Vidhaata | 1982 | Movie Review

Film: Vidhaata

Year of release: 1982

Director: Subhash GhaiWriters: Sachin Bhowmick, Subhash Ghai, Kader Khan

Producer: Gulshan Rai

Lead Actors: Dilip Kumar, Shammi Kapoor, Sanjeev Kumar, Sanjay Dutt, Padmini Kolhapure, Suresh Oberoi, Amrish Puri, Sarika

Bollywood has had a long tradition of lampooning the Hindu from the Southern states. Take, for example, Mehmood playing Masterji, who crooned Ek Chatur Naar in Padosan. Or the effiminate Carnatic musician Natrajan in Aamir Khan’s ‘Hum Hain Rahi Pyaar Ke’

However, director Subhash Ghai and writer Kader Khan took this caricature one step further in Vidhaata, which features a song called “Muthuswami bada harami”, featuring a clownish stereotype of a southern Brahmin as a loony dancer.
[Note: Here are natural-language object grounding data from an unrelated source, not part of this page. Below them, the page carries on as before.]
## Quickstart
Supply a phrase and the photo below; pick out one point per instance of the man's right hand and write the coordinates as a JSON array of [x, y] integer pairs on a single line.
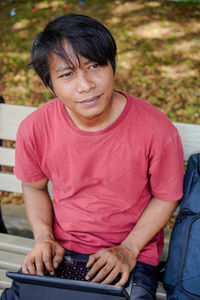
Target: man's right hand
[[46, 253]]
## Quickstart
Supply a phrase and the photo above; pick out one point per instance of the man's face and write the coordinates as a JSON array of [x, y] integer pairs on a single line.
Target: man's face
[[86, 90]]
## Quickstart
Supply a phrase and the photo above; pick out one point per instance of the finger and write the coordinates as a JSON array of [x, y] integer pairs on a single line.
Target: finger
[[39, 263], [95, 268], [30, 264], [123, 280], [28, 270], [91, 260], [58, 257], [103, 274], [47, 259]]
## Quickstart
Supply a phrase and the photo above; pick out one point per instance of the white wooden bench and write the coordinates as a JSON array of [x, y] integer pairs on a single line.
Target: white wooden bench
[[12, 248]]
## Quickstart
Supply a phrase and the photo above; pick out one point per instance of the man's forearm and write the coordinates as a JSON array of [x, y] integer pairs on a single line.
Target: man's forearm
[[154, 217], [39, 211]]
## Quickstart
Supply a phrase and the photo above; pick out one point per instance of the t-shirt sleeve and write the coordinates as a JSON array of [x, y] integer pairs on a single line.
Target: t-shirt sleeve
[[27, 167], [166, 172]]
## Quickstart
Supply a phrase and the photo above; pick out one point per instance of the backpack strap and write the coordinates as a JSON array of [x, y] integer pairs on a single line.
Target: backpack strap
[[183, 257]]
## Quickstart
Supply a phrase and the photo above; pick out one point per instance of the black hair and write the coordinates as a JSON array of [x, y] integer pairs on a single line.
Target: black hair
[[86, 36]]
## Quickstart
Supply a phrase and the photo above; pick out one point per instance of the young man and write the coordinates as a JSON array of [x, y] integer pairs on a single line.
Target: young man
[[116, 162]]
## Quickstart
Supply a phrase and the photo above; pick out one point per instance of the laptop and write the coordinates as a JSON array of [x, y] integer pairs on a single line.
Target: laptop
[[67, 284]]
Because of songs like these, first-generation migrants from the southern states faced considerable ridicule in workplaces and academic institutions by Bollywood fans. 

The same song goes on to make an out-of-context mention of Ram while stereotype Rajasthanis in a cheap way. 

While lampooning Brahmins, the film is blatantly soft towards namazis, as is typical of Bollywood films. Actor Yusuf Khan aka Dilip Kumar is shown cursing Lord Shiva for a personal loss he faces, but later in the film, a Muslim man reading namaz on road miraculously saves his child.

The filmmakers also display a morbid sense of humour. In a scene, Amrish Puri tells Dilip Kumar that he has planted bomb in his car. Dilip bursts into a laugh while informing Amrish that the latter had planted the bomb in a wrong car and those had just been blown apart were innocents not known to him.